Sequencing replaces microscope for imaging in labs

June 14, 2021

A new technique developed by Jun Hee Lee, PhD, and his team at the University of Michigan Medical School uses high-throughput sequencing, instead of a microscope, to obtain ultra-high-resolution images of gene expression from a tissue slide, according to a news release from Michigan Medicine.

The technology, which they call Seq-Scope, enables a researcher to see every gene expressed, as well single cells and structures within those cells, at incredibly high resolution: 0.6 micrometers or 66 times smaller than a human hair — beating current methods by multiple orders of magnitude.

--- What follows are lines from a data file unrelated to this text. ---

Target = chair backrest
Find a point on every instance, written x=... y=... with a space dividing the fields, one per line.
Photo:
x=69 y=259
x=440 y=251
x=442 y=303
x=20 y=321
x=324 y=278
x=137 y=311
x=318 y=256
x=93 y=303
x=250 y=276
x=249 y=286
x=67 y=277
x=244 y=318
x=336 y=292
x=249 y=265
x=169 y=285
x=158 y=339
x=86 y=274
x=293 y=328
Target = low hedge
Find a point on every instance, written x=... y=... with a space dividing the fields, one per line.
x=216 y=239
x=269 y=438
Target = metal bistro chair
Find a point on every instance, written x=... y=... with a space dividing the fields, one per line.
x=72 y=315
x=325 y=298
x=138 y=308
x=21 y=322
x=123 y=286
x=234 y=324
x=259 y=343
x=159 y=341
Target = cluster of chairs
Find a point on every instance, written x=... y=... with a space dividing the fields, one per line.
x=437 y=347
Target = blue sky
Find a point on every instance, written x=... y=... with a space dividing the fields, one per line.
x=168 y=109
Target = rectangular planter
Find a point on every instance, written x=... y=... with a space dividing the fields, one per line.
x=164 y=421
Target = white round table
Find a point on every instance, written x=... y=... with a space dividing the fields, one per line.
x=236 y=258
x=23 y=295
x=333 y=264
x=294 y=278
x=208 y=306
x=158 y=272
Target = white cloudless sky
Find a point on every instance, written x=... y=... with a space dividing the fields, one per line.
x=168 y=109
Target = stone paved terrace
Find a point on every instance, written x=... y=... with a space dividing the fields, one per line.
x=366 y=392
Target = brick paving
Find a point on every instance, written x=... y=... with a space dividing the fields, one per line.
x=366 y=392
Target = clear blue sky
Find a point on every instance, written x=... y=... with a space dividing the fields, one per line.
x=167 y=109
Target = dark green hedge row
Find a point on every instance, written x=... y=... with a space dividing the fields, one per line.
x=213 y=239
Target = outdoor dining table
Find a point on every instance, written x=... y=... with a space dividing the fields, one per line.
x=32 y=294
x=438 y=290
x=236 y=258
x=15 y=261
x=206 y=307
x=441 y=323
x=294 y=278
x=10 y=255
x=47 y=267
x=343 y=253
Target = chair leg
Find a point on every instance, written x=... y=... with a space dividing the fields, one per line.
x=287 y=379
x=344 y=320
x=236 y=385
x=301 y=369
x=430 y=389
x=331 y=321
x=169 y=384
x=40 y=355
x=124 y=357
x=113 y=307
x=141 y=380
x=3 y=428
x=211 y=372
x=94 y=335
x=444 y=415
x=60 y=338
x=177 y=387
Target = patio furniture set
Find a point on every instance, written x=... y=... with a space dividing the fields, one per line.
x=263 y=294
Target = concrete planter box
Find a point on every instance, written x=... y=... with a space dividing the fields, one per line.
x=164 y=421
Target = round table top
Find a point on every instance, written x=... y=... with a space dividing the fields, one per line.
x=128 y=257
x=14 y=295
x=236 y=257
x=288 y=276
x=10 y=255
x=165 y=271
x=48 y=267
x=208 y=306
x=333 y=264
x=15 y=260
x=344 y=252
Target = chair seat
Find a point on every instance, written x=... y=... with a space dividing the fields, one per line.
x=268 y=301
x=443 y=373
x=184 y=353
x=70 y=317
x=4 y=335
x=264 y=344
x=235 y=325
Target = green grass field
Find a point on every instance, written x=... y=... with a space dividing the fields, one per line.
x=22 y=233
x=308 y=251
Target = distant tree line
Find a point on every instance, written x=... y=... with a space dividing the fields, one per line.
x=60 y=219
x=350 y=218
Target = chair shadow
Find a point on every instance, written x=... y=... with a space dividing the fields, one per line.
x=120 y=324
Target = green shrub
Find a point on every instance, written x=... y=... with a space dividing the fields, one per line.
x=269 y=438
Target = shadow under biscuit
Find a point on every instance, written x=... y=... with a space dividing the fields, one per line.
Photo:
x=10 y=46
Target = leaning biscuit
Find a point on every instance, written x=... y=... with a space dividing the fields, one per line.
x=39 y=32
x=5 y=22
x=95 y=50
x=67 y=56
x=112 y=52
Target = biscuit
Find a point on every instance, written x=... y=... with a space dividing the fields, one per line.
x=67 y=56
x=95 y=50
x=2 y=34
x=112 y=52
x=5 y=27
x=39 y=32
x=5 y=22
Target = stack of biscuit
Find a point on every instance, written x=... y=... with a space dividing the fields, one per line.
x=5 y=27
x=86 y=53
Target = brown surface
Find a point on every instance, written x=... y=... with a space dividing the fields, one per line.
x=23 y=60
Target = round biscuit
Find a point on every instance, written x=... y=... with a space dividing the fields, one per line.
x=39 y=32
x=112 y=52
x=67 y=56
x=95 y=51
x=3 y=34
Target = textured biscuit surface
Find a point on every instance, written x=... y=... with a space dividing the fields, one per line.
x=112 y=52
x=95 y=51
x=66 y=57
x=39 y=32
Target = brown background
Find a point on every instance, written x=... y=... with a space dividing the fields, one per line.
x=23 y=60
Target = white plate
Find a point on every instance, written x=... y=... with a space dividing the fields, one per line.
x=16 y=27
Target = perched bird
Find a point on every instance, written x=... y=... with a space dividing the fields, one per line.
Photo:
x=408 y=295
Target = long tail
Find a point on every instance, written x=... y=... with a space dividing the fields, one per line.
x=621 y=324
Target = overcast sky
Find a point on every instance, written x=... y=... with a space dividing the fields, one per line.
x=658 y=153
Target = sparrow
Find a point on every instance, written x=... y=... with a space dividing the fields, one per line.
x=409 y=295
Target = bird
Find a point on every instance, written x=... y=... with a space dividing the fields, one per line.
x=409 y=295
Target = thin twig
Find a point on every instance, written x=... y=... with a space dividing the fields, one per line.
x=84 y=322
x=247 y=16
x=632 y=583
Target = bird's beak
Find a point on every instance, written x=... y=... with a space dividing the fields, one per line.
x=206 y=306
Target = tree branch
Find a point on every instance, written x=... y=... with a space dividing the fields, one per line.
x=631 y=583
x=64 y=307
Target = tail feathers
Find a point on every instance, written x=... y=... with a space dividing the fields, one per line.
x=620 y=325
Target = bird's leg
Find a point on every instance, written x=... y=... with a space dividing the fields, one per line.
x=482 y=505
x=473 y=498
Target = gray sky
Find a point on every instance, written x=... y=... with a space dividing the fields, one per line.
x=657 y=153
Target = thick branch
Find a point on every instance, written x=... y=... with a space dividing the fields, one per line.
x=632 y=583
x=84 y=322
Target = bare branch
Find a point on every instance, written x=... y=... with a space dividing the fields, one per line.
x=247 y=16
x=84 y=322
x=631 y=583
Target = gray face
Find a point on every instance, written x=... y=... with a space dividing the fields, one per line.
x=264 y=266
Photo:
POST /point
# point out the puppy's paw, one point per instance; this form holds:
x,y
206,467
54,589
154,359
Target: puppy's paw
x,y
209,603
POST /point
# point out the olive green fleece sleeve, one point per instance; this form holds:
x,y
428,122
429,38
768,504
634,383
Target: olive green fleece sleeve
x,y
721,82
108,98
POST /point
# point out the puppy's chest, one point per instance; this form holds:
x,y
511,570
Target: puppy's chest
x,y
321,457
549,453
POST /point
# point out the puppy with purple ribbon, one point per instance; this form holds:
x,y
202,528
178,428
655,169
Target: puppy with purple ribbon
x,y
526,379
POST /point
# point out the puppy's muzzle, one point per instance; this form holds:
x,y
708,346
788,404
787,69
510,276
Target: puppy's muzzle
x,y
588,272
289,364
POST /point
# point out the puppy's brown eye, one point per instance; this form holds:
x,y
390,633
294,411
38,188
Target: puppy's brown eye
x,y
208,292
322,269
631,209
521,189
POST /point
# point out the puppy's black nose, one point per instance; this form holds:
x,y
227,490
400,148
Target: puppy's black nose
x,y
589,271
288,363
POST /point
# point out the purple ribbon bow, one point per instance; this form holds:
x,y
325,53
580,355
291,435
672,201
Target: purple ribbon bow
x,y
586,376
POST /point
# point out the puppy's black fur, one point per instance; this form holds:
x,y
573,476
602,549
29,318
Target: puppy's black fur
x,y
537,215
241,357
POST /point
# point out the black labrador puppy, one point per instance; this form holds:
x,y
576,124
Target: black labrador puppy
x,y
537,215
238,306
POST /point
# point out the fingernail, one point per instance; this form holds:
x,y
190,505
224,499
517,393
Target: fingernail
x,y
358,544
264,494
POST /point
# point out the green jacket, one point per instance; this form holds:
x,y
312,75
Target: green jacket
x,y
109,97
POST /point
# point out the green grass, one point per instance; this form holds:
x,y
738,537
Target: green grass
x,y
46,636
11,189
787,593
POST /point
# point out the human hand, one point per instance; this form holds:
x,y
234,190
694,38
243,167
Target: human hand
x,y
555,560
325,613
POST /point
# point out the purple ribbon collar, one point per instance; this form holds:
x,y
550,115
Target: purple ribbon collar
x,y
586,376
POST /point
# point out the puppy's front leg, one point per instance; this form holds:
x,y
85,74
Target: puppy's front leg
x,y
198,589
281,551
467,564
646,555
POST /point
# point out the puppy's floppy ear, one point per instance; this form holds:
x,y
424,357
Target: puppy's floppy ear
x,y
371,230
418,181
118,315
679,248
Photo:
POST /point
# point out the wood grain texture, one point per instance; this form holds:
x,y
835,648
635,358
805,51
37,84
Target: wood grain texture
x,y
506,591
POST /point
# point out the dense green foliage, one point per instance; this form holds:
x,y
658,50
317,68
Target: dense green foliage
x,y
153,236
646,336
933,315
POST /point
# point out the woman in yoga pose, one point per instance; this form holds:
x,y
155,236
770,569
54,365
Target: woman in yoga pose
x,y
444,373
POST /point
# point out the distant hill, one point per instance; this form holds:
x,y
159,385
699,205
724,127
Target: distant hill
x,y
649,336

Lee, Associate Professor in the Department of Molecular & Integrative Physiology, said, “With our new method, we have made a microdevice that you can overlay with a tissue sample and sequence everything within it with a barcode with spatial coordinates.”

Each so-called barcode is made up of a nucleotide sequence—the pattern of A, T, G, an C—found in DNA. Using these barcodes, a computer is able to locate every gene within a tissue sample, creating a Google-like database of all of the mRNAs transcribed from the genome.

This knowledge could be used to provide insight into why certain patients respond to certain drugs while others do not, said Lee.

The team demonstrated the effectiveness of the technique using normal and diseased liver cells, successfully identifying dying liver cells, their surrounding inflamed immune cells and liver cells with altered gene expression.

“This technology actually showed many known pathological features that people have previously discovered, but also many genes that are regulated in a novel way that was unrecognized previously,” said Lee. “Seq-Scope technology, combined with other single cell RNA sequencing techniques, could accelerate scientific discoveries and might lead to a new paradigm in molecular diagnosis.”

The work is described in the journal Cell.